Turns out she’s a con artist. Since there were plenty of witnesses who saw she hadn’t been hit and was jay-walking, as soon as a guy dialed 911 and mentioned her prone in the street, her beady little eyes opened, she sat up, said, “All’s well that ends well,” and scurried away down the alley.

The guy on his phone with the emergency operator and I stared at each other. I shook my head with my mouth hanging open. He shrugged his shoulders and explained to the person on the other end of the line what happened.

It took another shake of my head to clear the fog of shock, but I soon realized my car was in middle of the street, my keys were down the drain, and time was ticking.

I scrambled back around my car and dropped to my knees, my nose almost touching the metal of drain. The smell of rotting leaves, dirty water, and refuse assaulted my senses, but I blinked and held my breath while I did a frantic visual search.

It was there on a ledge, a foot down. My instinct was to slide my fingers between the grate, but I couldn’t reach the key, no matter how hard I pressed against the unforgiving metal.

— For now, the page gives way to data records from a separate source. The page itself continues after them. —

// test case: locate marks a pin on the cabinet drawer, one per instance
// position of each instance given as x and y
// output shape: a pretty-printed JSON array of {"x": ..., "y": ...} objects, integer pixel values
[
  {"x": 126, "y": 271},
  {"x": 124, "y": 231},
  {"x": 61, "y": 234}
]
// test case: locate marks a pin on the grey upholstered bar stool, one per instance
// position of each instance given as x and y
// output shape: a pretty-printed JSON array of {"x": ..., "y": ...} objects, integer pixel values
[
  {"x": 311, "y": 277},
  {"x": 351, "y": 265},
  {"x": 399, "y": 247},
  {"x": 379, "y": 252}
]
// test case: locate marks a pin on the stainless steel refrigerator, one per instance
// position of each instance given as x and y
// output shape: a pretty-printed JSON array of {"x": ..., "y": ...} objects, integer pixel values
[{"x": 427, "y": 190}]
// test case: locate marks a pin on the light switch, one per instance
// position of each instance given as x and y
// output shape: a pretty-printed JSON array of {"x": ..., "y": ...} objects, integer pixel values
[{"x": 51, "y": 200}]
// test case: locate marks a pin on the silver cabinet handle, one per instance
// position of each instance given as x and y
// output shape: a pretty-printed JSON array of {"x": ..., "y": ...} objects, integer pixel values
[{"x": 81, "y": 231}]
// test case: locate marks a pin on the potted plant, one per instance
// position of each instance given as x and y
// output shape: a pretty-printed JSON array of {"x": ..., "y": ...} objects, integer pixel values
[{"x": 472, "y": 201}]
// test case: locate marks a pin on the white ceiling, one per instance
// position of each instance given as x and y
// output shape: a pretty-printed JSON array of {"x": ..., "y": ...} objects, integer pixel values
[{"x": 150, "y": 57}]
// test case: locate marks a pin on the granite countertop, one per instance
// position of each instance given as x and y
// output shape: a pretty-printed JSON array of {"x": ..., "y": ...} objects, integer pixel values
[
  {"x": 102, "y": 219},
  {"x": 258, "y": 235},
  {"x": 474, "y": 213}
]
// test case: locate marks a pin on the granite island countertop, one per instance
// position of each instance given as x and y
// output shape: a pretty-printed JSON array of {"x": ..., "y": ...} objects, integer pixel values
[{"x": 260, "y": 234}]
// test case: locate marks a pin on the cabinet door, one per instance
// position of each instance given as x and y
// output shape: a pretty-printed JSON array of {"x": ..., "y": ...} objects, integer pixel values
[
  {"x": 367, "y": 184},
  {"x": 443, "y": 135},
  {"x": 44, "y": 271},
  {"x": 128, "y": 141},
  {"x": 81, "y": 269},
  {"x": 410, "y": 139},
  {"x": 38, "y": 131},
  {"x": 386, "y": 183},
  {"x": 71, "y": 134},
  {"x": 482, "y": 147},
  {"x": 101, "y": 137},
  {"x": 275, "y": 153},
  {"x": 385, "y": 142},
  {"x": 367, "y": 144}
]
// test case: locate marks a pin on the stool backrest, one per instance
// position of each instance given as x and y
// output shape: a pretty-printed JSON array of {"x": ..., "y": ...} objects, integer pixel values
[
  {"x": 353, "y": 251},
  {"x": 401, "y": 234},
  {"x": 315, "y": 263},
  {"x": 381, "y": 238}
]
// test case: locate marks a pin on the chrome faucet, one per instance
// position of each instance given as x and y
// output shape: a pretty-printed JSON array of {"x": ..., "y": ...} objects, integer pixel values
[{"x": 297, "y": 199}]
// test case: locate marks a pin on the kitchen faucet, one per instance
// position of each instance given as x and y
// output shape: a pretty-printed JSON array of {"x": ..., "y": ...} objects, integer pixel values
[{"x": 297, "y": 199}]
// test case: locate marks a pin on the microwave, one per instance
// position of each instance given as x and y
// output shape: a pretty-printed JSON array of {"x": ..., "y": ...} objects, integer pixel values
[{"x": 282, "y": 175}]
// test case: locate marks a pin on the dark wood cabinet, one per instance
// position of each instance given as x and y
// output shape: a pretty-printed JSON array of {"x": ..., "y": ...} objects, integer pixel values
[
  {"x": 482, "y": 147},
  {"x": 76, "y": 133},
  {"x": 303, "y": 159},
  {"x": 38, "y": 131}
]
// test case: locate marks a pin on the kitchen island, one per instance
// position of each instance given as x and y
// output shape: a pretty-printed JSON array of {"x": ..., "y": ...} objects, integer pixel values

When the cop showed up and planted his feet in front of my bent head, I couldn’t exactly ignore him. Well, that was fun. After he and I had a long conversation about being responsible he gave me a ride home to grab my spare key, because no amount of reaching was getting that key out of the drain.

On the way I called the office to let them know I’d be late, but no one bothered to call me back, and by that moment I was sure I’d get the ax when I showed up. No amount of huffing and puffing will save you from a morning catastrophe’s snowball effect.

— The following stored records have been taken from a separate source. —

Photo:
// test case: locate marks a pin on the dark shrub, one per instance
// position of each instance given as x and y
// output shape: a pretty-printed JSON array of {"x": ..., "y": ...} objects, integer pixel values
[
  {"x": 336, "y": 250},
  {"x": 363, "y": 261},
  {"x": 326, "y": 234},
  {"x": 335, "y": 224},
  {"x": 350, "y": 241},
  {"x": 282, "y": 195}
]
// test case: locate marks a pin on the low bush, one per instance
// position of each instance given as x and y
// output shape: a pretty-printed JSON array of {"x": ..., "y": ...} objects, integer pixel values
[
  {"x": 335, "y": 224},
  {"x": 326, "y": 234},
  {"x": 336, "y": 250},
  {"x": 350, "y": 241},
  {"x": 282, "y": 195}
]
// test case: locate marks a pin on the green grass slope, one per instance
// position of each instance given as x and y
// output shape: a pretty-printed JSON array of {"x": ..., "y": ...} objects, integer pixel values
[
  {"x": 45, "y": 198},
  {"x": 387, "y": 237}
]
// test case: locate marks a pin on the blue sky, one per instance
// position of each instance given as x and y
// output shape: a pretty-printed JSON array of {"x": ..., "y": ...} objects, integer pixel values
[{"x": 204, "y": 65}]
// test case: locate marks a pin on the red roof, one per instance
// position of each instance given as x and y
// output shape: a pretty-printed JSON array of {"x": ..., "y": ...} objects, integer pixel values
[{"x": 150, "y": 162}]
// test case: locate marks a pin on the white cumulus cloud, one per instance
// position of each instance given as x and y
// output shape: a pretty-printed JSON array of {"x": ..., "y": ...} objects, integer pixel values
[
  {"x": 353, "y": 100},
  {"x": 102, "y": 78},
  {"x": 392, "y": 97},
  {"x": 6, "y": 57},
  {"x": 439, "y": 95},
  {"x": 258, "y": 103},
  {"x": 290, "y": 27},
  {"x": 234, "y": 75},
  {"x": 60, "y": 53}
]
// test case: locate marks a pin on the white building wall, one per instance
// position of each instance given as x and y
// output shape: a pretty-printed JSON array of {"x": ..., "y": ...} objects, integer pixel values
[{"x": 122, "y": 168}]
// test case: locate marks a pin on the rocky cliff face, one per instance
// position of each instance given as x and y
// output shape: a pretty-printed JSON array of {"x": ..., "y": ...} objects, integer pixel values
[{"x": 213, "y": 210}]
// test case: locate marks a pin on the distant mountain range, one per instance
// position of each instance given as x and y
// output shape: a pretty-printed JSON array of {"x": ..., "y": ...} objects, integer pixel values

Well, then I got to be a spectacle to my neighbors when that cop escorted me home. We headed back and got to see the traffic hell I’d left with my car in the street, and I still forgot to grab my charts.

When I finally arrived at work, out of breath and looking like I’d been through the ringer, I waved my charts in the air. My boss looked me up and down, said, “You’re late, Betty. Bob presented and won the bid.”

And the moral of my story: Coffee is evil.

I love coffee. *sigh*

genre: humor

39 thoughts on “It’s a Stretch”

    1. Haha Not to worry. It’s not always this bad for Betty, but yes, it was one of those days. We’ll see if tomorrow (another battle) will be a better day. 😉
      THANK YOU. I’m so happy you enjoyed it, Tess. ❤ ❤ ❤


  1. Oh my, that’s a bad morning! Poor Betty. Maybe later in the day she’ll win the lottery or something? Or meet the man of her dreams? Something to make up for it? The world’s got to balance itself out at some point right? (This is me living in delirious hope.) 🙂

    Liked by 1 person

  2. OK this just isn’t right. There’s supposed to be a happy ending! After all that, you deserve a happy ending! I’m taking the liberty of re-writing the last few sentences: The boss runs to greet Betty as she stumbles out of the revolving door.”Betty, I was so worried about you. But I’m glad you’re finally here. Bob’s wife was picked up by the cops for running some kind of scam and he’s gone to bail her out. You’re our only hope. Get in there and hit this one out of the park!” (I’m watching the Yankees/Houston wildcard playoff game as I write this.) Scene ends as Betty walks confidently into the crowded conference room, presents her ideas and the clients give her a standing ovation, (OK, I feel much better now. I can get back to the game. Goodnight!)